Learning of Information Bottleneck LDPC Decoding Operations with Genetic Algorithms

Physical layer signal processing presents significant challenges in military communication systems, where robust systems must retrieve data efficiently and rapidly. Therefore, this research focuses on the decoding of powerful low-density parity-check (LDPC) codes. Conventional LDPC decoders often become bottlenecks because they use cumbersome high-precision real number arithmetic. Recent approaches from the literature use compressive information bottleneck methods to reduce this complexity. They rely on integer messages and simple look-up operations, easing software implementations.

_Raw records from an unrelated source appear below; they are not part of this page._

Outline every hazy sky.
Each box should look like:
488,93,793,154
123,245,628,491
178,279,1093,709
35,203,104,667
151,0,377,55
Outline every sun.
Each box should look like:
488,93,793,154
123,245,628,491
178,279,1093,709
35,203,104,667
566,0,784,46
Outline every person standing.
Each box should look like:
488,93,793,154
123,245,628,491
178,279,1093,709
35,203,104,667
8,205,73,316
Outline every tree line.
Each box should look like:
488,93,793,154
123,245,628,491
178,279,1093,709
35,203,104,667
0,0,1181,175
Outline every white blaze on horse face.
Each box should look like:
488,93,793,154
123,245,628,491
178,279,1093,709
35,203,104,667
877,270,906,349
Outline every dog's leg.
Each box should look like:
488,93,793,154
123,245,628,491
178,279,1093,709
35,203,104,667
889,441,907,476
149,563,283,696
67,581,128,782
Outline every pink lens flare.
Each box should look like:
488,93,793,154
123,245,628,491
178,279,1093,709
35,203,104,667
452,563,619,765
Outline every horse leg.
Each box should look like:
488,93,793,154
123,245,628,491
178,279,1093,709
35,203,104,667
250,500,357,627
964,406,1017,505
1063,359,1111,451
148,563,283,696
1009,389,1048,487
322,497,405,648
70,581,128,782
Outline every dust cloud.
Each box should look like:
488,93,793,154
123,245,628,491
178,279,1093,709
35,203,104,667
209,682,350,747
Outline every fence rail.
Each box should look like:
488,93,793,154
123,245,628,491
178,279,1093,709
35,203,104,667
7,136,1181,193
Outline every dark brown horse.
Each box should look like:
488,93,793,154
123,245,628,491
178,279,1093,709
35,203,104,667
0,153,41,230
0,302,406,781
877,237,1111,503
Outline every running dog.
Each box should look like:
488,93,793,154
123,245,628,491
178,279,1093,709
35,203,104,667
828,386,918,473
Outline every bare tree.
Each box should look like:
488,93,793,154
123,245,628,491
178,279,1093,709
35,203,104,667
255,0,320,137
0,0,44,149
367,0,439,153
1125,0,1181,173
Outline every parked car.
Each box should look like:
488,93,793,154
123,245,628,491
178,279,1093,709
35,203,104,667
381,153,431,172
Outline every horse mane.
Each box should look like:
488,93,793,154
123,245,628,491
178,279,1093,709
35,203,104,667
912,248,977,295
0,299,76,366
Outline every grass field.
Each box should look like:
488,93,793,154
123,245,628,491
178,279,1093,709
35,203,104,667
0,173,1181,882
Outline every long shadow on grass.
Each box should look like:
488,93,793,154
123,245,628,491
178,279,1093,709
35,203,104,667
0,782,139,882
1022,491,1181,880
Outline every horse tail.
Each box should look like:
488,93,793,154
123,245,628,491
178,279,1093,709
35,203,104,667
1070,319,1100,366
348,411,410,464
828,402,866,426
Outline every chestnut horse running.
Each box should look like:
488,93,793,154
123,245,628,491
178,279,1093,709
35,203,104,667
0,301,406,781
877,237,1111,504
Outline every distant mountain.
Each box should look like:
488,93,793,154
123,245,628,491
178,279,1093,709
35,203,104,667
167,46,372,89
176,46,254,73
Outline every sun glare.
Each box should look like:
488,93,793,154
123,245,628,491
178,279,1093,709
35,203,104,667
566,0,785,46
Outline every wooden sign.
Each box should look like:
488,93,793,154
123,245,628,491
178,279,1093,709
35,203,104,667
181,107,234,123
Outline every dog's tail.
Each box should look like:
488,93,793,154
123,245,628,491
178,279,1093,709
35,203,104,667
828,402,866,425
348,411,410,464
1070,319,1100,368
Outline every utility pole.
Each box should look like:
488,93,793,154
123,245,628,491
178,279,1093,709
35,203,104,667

Implemented on a chip, however, information bottleneck decoders, still need many logical gates to synthesize the decoding operations. As countermeasure, we directly utilize the bit-level representations of the exchanged messages. We propose to learn mutual-information-maximizing decoding circuits directly using genetic algorithms, instead of designing look-up tables and synthesizing them with elementary logical gates afterwards. Experimental results demonstrate that the proposed LDPC decoders outperform traditional suboptimal decoders, such as the min-sum decoder, in terms of bit error rate. This paper was originally presented at the NATO Science and Technology Organization Symposium (ICMCIS) organized by the Information Systems Technology (IST) Scientific and Technical Committee, IST-209-RSY - the ICMCIS, held in Oeiras, Portugal, 13-14 May 2025'.